Kupu-kupu itu mengejekku.

Aku menatap sketsa yang dibuat Taehyung tentang diriku pada hari Jungkook meninggal—Tidak, dia tidak meninggal. Dia telah dibunuh. Ada sesuatu tentang kata itu yang membuat sulit untuk berpikir dan berbicara, tapi aku memaksakan diri untuk melabeli apa yang terjadi pada Jungkook dengan benar. Dia tidak mati seperti Hayoung karena sebab alamiah yang tragis. Dia tidak tewas dalam kecelakaan mobil yang tidak terduga.

Dia telah dibunuh dalam tindakan kekerasan yang tidak masuk akal, seperti saudara laki-laki Seojoon.

Tatapanku beralih ke ukiran sabun kupu-kupu dan kemudian kembali ke sketsa. Satu sudah lengkap. Satu tidak. Memejamkan mata, aku berpaling saat pikiranku melayang kembali melalui hari yang panjang di sekolah.

Taehyung terlihat berantakan di kelas dan hampir tidak menggumamkan halo, dan sepertinya ada jarak jutaan mil di antara kami. Di akhir kelas aku mengira dia akan mengatakan sesuatu kepadaku, tetapi dia telah berubah pikiran. Yang dia katakan hanyalah selamat tinggal dan kemudian dia pergi.

Wendy segera menyadari perubahan di antara kami dan tidak butuh waktu lama baginya untuk mengetahui bahwa Taehyung dan aku ... bahwa kami sudah tidak ada lagi. "Mungkin saja yang terjadi dengan Jungkook dan semacamnya. Kau tentu saja tidak meminta nasihatku, tapi ... jangan menyerah, Sooyoung. Siapa pun dapat melihat kalian saling memiliki."

Aku tahu bahwa pembunuhan Jungkook telah sangat merugikan Taehyung, tapi bukan itu saja yang dia hadapi.

Apa yang salah dengan Taehyung adalah sesuatu yang tidak hanya mengalir dalam, tetapi juga terukir di tulangnya dan tertanam di serat ototnya.

Aku tidak tahu apa yang bisa mengubah cara dia melihat dirinya sendiri atau jika ada yang bisa. Yang kutahu adalah butuh waktu bertahun-tahun bagiku untuk mencapai posisiku saat ini dan masih banyak pekerjaan yang harus kulakukan.
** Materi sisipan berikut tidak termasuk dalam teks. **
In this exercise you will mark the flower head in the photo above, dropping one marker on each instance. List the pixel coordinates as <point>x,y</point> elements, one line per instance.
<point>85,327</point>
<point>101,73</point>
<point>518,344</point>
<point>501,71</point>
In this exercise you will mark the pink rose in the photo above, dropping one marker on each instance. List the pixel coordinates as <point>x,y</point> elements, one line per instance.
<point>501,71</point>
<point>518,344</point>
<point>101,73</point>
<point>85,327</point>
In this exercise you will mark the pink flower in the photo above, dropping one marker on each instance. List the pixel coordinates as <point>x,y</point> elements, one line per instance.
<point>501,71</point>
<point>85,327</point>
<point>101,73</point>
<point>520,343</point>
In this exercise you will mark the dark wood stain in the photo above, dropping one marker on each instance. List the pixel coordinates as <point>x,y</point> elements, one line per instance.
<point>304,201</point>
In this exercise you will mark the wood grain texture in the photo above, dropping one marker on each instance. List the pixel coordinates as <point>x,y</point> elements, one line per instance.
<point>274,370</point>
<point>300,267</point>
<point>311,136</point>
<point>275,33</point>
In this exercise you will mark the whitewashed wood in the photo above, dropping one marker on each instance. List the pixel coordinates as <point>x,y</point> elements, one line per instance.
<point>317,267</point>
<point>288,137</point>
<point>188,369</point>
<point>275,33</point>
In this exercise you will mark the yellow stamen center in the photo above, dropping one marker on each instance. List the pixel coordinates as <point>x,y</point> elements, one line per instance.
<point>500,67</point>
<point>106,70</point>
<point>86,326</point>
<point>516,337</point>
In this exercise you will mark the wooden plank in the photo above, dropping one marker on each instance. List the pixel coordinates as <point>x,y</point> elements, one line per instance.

Sebanyak aku ingin berharap bahwa perubahan itu mungkin untuk Taehyung, aku tahu itu tidak akan pernah terjadi sampai dia siap.

Dan dia tidak.

---

"Kita perlu bicara."

Punggungku menegang saat aku berdiri di depan lokerku hari Jumat sebelum makan siang.

Tidak ada hal baik yang mengikuti ketika Jennie mengucapkan kata-kata itu. Aku tidak tahu apa yang dia pikir harus kami bicarakan, tetapi aku menutup pintu loker dan menghadapinya ketika aku mulai memasukkan teks pidatoku ke dalam tasku. Aku berhenti ketika aku melihatnya.

Mata Jennie bengkak dan merah. Rambutnya disisir ke belakang menjadi ekor kuda rendah, dan celana yang dia kenakan terlalu besar satu atau dua ukuran. Dia menarik napas dalam-dalam dan bahunya tegak saat dia menatapku. "Kau dan aku tidak benar-benar cocok dan kita hanya memiliki, seperti, satu kesamaan." Dia menyatakan apa yang dia pikir sudah jelas, tetapi kami memiliki lebih banyak kesamaan daripada yang dia sadari dan mungkin itulah mengapa tidak ada sedikit pun permusuhan dalam nada suaranya. "Dan itu Taehyung."